In mid-February, the word got out.
For more than 100 years, the nuns lived in four brownstones in Beacon Hill’s Louisburg Square, worshiping at the nearby Church of the Advent and the Church of St. John the Evangelist. In 1992, they sold their quarters — one of the buildings is now home to Senator John F. Kerry — and converted a nursing home they had previously run on Fort Hill in Roxbury into their convent.
But in recent years, the sprawling 35,000-square-foot convent has become too expensive and difficult to maintain for the 17 women who live there, many of them elderly, and the order has decided it is time to move again — to a retreat center the sisters operate in Duxbury.
Selling the convent, said Sister Carolyn Darr, the superior, would allow the sisters to devote more money and energy to their charitable and spiritual work — in particular, their small mission in Haiti, which the order has run since the 1920s and which suffered severe damage in last year’s earthquake.
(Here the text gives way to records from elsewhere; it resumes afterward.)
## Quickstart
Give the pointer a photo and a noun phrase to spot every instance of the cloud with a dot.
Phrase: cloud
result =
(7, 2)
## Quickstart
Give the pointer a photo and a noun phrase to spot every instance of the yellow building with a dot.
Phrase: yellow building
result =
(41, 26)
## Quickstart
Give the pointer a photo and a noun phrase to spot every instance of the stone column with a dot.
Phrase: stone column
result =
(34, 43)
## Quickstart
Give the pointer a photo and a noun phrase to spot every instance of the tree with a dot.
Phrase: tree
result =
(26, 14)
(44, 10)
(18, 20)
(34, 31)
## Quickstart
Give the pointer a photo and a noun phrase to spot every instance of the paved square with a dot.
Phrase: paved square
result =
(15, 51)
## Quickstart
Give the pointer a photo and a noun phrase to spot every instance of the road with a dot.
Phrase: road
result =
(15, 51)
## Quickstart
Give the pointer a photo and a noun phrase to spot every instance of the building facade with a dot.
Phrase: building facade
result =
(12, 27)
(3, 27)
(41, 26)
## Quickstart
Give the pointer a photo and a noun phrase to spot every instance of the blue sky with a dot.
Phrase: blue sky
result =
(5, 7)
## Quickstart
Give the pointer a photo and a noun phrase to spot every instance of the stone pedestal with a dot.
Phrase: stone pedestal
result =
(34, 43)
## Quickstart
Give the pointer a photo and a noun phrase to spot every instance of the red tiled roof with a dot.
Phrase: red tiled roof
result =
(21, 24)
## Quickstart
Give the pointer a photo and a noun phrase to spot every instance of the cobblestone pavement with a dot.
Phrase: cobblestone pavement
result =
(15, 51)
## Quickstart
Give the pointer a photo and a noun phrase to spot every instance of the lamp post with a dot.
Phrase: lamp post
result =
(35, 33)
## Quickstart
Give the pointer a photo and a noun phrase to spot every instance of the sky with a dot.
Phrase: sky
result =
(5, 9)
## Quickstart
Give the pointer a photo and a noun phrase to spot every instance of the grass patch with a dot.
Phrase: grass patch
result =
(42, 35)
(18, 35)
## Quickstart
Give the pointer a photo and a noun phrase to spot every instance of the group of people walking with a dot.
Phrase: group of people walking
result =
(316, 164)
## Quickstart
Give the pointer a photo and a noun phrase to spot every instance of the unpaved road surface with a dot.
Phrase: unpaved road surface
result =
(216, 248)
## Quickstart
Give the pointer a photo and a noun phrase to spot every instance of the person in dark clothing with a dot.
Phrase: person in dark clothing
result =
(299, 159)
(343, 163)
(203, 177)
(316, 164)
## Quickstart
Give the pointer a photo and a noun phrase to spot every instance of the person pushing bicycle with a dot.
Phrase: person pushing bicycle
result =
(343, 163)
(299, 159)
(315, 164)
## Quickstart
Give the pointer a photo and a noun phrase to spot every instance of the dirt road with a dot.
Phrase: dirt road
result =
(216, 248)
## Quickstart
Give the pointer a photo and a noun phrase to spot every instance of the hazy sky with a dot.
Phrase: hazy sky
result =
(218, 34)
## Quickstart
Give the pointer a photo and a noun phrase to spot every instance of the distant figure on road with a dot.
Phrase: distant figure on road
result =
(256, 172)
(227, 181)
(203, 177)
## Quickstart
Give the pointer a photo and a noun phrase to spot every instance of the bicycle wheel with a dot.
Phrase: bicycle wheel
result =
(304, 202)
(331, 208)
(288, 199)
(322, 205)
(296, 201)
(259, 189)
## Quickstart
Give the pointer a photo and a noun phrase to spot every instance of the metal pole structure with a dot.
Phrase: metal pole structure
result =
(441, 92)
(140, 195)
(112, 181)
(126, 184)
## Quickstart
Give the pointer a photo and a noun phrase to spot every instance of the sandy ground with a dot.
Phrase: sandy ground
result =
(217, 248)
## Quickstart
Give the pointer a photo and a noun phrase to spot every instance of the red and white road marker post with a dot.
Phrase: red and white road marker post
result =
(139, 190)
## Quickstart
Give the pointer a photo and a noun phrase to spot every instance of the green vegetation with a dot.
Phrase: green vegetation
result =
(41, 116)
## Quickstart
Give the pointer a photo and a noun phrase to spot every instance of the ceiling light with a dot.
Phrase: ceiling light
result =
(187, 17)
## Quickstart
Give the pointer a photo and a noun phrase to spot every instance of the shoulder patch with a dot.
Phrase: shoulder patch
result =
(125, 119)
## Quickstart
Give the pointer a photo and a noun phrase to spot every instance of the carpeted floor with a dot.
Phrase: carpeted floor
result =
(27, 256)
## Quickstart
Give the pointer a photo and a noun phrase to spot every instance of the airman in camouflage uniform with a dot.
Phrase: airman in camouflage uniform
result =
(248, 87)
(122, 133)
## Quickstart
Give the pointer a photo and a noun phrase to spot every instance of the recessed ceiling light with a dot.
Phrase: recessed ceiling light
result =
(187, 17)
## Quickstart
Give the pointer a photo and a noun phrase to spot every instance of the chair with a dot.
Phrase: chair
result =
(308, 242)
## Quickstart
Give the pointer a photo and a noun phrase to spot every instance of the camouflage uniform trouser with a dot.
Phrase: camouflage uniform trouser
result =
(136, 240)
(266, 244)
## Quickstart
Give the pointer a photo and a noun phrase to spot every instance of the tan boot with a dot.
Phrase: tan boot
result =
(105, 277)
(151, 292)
“We had been talking about it because [the building] is simply more than we can manage,’’ Darr said in an interview in the convent’s sunlit chapel. “Then when the earthquake came, of course, that is our vital ministry, and we wanted to put our money behind the mission.’’
Now, the order reports, it has settled on an impressive design for a residence to be opened this summer that will very much fit in with its natural environs.
The future home of the Sisters of St. Margaret will have a traditional coastal look, with a hipped roof, a wrap-around porch, and shingle siding….
The residence will have a geothermal heating system and a solar installation that generates electricity and hot water. Solar power will also be used to run a two-story fountain in the main lobby, which will trickle a steady stream of water….
Proceeds from the sale of the Roxbury convent will be used to build the new residence in Duxbury. A capital campaign, dubbed Spirit & Light, is also getting underway to help finance the project as well as the renovation of the conference center.